# How would one solve this equation which uses floor?

I am stuck solving the following:
$$S =\lfloor\lfloor(2*B+I+E) * L / 100 + 5\rfloor * N \rfloor$$ I am trying to isolate $I$ in the equation (like $I =$ {everything else}), but I do not know how to deal with the floors in the equation. Any help and explanation would be much appreciated. Thank you!
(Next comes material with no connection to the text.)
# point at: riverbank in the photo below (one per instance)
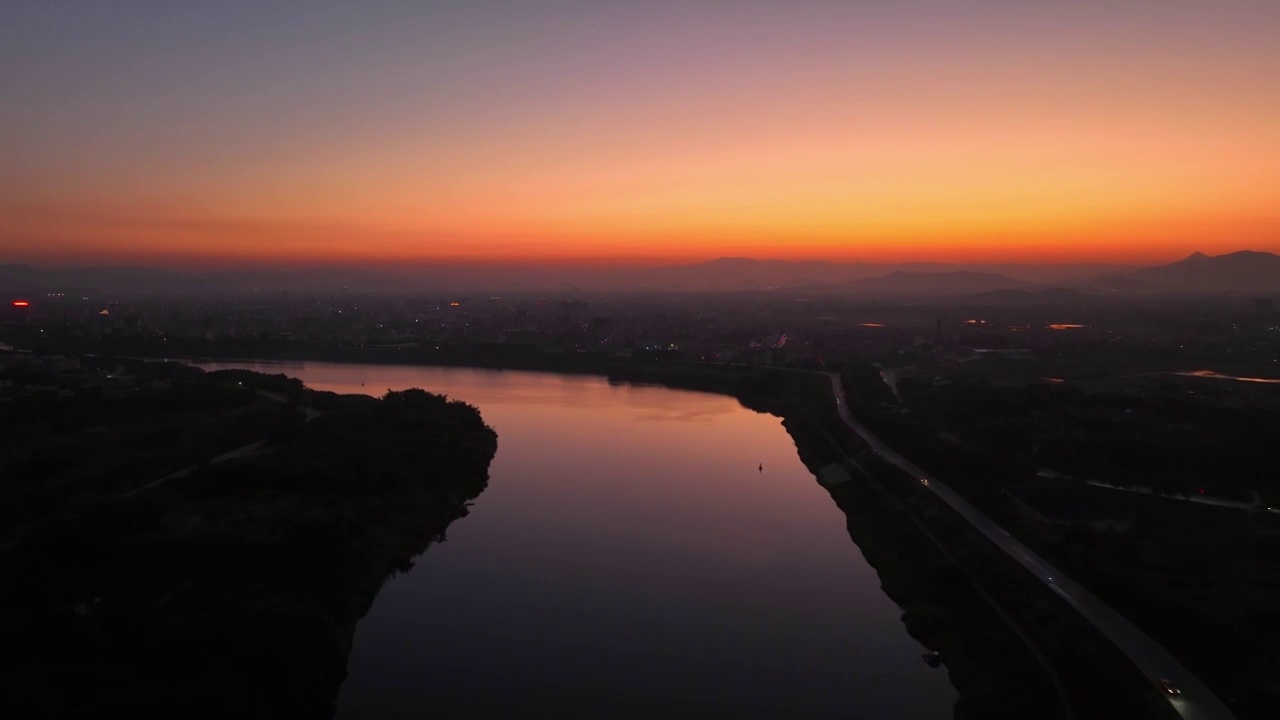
(236, 591)
(805, 404)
• Is everything an integer? – K Split X Aug 1 '17 at 16:09
• Yes, everything except N is an integer, but N is always 0.9, 1.0 or 1.1. – Kyle Fenole Aug 1 '17 at 16:12
• you won't be able to find something exact, since the floor function is not bijective there is no inverse function – Dando18 Aug 1 '17 at 16:14
• Oh, ok, thanks, if all the other variables besides I were known, would any kind of range or estimation be able to be found? – Kyle Fenole Aug 1 '17 at 16:21

The floor function doesn't have an inverse, since it's not bijective, as Dando18 pointed out, so you won't be able to invert it directly. At best, you'll be able to get an inequality for $I$, since you can use the fact that $\lfloor x \rfloor \le x$ - so $S \le\lfloor (2*B+I+E)*L/100 + 5\rfloor * N$. If any of your variables can be negative, then be careful with the direction of your inequality.
I get $I \ge (\frac{S}{N} - 5)*\frac{100}{L} - (2B+E)$, provided $L>0$, and you already state $N \in \{0.9,1,1.1\}$. If $L<0$, reverse the inequality. If $L=0$, you can't make $I$ the subject since the whole expression reduces to $S=\lfloor 5N \rfloor$.